Britain leads the way in mastering Facebook, Twitter, YouTube
Facebook Inc. was able to distance itself from the most damning document leak in its history by renaming itself Meta Platforms Inc. last week, but that doesn’t mean it won’t come under regulatory oversight. more stringent in the world. Where will it get the most heat? My bet is UK
After blundering on Brexit, the UK is moving much more effectively on legislation to tackle the same social media misdeeds described by whistleblower Frances Haugen. The online safety bill addresses a wider range of issues than similar proposals from the European Union and is likely to come into force sooner, potentially next year.
The law cleverly links human well-being and free speech by treating social media companies like public environments (not publishers), and with the right finishing touches, it could be a role model for others to follow. governments.
Essentially, social media companies will be required to conduct regular risk assessments of the nature of harmful content on their platforms and take action against such damage as well as any prevalent illegal content. The communications regulator Ofcom will assess companies on these results. If they don’t comply, companies face multi-billion dollar fines and potentially criminal charges for executives.
In other words, social media companies will have to provide much of the type of information Haugen leaked: internal research. This could, for example, be data showing that women in parts of the UK are more likely to read misinformation about COVID-19, or that some teens are ‘over-exposed’ to self-destructive content. Ofcom would then ask the social media company to change its algorithms to change these statistics, or face punishment.
Indeed, social media will become regulated as a risk industry. Haugen hailed the UK bill as a “cutting edge” approach to regulating social platforms.

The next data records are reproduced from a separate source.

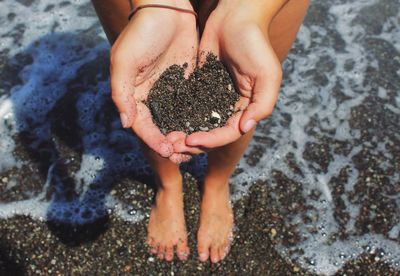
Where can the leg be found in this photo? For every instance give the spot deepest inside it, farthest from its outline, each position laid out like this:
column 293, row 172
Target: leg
column 216, row 219
column 166, row 228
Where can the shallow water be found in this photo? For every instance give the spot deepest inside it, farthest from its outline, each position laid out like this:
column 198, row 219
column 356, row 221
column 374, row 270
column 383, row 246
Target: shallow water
column 329, row 154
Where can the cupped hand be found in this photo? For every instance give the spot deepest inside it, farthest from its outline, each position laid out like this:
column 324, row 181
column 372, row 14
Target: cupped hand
column 153, row 40
column 238, row 38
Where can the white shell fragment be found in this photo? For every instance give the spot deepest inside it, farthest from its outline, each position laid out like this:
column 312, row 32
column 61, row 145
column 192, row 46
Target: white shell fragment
column 215, row 115
column 215, row 118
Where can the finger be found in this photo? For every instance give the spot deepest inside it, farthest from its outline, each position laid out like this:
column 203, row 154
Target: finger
column 265, row 95
column 217, row 137
column 150, row 134
column 181, row 147
column 178, row 141
column 208, row 43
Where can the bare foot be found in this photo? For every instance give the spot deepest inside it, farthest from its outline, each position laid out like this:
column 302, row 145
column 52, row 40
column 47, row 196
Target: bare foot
column 167, row 229
column 216, row 224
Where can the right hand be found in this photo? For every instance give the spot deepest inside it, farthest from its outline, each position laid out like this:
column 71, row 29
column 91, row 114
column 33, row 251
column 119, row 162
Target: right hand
column 154, row 39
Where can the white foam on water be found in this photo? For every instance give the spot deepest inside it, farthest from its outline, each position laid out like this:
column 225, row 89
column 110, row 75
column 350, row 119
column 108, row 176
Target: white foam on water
column 50, row 39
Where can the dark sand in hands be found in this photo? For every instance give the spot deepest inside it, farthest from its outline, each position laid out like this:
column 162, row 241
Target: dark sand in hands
column 202, row 102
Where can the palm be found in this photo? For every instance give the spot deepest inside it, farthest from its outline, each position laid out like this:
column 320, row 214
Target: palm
column 149, row 45
column 244, row 48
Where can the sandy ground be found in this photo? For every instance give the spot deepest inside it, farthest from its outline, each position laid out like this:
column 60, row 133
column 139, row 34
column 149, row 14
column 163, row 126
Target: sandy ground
column 267, row 235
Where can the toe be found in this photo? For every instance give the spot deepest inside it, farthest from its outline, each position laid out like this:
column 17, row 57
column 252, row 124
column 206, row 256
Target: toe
column 169, row 253
column 203, row 248
column 152, row 244
column 214, row 254
column 223, row 251
column 161, row 252
column 182, row 250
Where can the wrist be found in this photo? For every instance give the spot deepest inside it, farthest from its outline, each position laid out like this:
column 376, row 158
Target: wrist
column 262, row 11
column 183, row 4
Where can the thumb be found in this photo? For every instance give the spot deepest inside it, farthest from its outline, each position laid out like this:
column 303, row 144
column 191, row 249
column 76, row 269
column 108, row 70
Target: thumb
column 263, row 99
column 122, row 90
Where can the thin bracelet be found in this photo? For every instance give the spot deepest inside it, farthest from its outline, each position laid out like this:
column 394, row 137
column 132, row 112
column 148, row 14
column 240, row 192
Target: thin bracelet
column 132, row 13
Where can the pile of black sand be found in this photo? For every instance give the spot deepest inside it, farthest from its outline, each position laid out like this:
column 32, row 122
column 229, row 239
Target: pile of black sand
column 202, row 102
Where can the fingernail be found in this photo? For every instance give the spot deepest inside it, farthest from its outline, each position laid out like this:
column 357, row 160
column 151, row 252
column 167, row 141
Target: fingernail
column 249, row 125
column 215, row 260
column 203, row 257
column 165, row 149
column 124, row 120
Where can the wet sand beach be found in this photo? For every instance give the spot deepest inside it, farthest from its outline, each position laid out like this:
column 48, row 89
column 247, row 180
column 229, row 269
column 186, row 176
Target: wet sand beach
column 317, row 192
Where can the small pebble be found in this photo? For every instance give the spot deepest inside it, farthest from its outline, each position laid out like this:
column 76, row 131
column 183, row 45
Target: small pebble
column 273, row 233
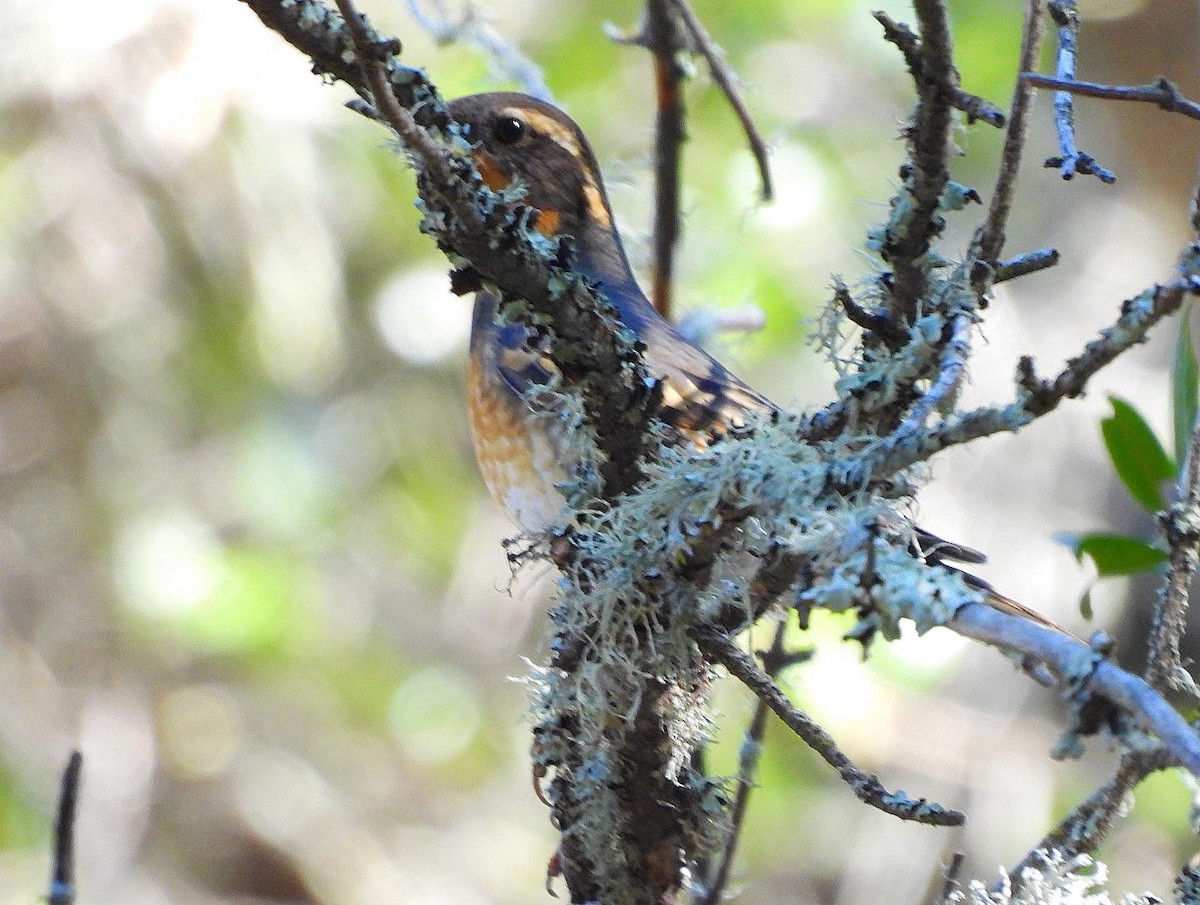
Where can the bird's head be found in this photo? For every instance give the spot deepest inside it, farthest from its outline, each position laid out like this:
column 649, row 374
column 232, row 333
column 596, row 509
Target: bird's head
column 520, row 139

The bill has its critics, especially on freedom of expression. This risks forcing Facebook and other social media platforms like Alphabet’s Twitter Inc. and YouTube to ‘remove’ content, according to Big Brother Watch, a UK privacy campaign group. United. But so too are efforts to reform free speech laws in the United States, an issue on which there is little consensus. The UK has the advantage of moving quickly and with an existing regulatory agency to test the new rules and suggest changes if necessary.
The real weak link in this promising law is the regulator and its capacities. The bill, as it stands, allows social media companies to set their own standards for defining a risk assessment, not Ofcom. This could facilitate the suppression of due diligence. As Haugen noted in his testimony, “Facebook is good at dancing with data.”
(Facebook’s organizational structure also appears woefully ill-prepared for harm audit. main lobbyist for Facebook, not auditing and monitoring business risk. Committee.)
It will also be difficult for Ofcom, which was designed to regulate telephone companies and television stations, to pivot to the vast online world and its hard-to-measure human rights impacts.
But it’s helpful for the regulator to assess reports provided by tech companies and not necessarily have to hire an army of IT people to investigate their algorithms. Will Perrin, a former public servant who helped set up Ofcom and whose research sparked the upcoming law, tells me Ofcom has a lot of experience and ability to extract the information it needs from people. companies.
The current law is fueled by a painful experience. British schoolgirl Molly Russell died by suicide in 2017 after viewing images of self-harm on Facebook’s Instagram, and her father has become a powerful public advocate for the regulation of these platforms. Last month, while questioning Haugen, politicians working on the new law also spoke about threats and abuse they had received on social media, as well as the recent murder of fellow MP Sir David Amess.
The bill is based on a well-known and well-known principle of ‘duty of care’ at the heart of UK health and safety law. This obligation to protect people dates back to 1928, when a woman named Mary Donoghue bought a bottle of ginger ale in Paisley, Scotland, and found a dead snail inside, before falling ill. She sued the maker and won when her case went to the House of Lords. Lord Atkin of Aberdovey, who presided over the case, said in his judgment: “The rule that you must love your neighbor becomes law: ‘You must not hurt your neighbor. “
An age-old principle is now defined as the cornerstone of social media regulation. The UK could be a pioneer in this effort in the same way that the EU launched broader privacy standards with its GDPR law. Hope this is not a missed opportunity.